A Staten Island sunflower stands 14 feet tall in the July sun. (Staten Island Advance/Pamela Silvestri)
STATEN ISLAND, N.Y. — In this sultry weather with sunflowers looking down from cloudless blue skies, I am reminded of beautiful summertimes growing up in Dongan Hills. And this week, while driving my boys to camp back and forth along Richmond Road, we passed by a little oasis I knew as a kid, the “The Reliable” deli.
Dongan Hills (Staten Island Advance/Pamela Silvestri)
Now at 1244 Richmond Road, one can find a classic deli inventory and sundries of a Big Apple, 24-hour bagel operation. Back in the ‘70s, an older couple ran this store, which had a respectable meat counter. Dongan Hills resident Charlie Greinsky tells me that the family owners then were the Piazzas. A butcher in the family made the store’s rather good sausage and carried chopped meat in a display case that ran along the back of the shop.
The only other place to buy meat, candy or something cool within walking distance, by the way, was Camelot Deli, now a convenience store by a relatively new Pastosa in Concord. Friends who grew up in the neighborhood recall Finast supermarket at the corner of Old Town Road and Hylan Boulevard, a location forever known to me as Save-On and home now to a rocking CVS.
But Reliable was just that on a hot summer’s day, a reliable stop for a preteen looking for something to eat and drink. That involved walking down Dutchess Avenue or Holly Street to Vista Avenue with my friend Carolanne to buy a Manhattan Special, purple Nehi or a frozen Snickers bar.
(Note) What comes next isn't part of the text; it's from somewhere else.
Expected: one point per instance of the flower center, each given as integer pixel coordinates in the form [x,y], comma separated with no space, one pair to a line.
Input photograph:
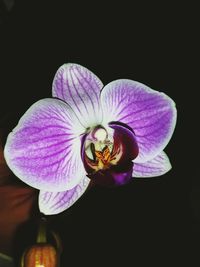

Whatever time of the year, visits to Reliable, in retrospect, helped shape our palates. It was convenience, by our standards without a car, to chug along to immediate sustenance. Always an excellent baker, Carolanne could buy ingredients for stuff she wanted to whip up on a whim. It was here where we were introduced to Funyuns, a gateway food drug to more sinful packaged things like fried pork rinds and Slim Jims.
On a more serious note, Greinsky reminds of a little history in the environs just past the old Reliable’s facade: it was the scene of a heart-wrenching tragedy. In the late ‘60s, New Dorp star football player Jimmy Gitto was killed in a car accident just outside the store shortly after graduation.
With that in mind, the heat indeed makes solid memories. I do believe time moves more slowly when you’re uncomfortable and those are moments that mold us. That said, the walk home from Reliable was uphill every step of the way, the sound of sycamore bark crunching underfoot and cicadas bleating in the trees. It’s a reliable memory that always serves me well.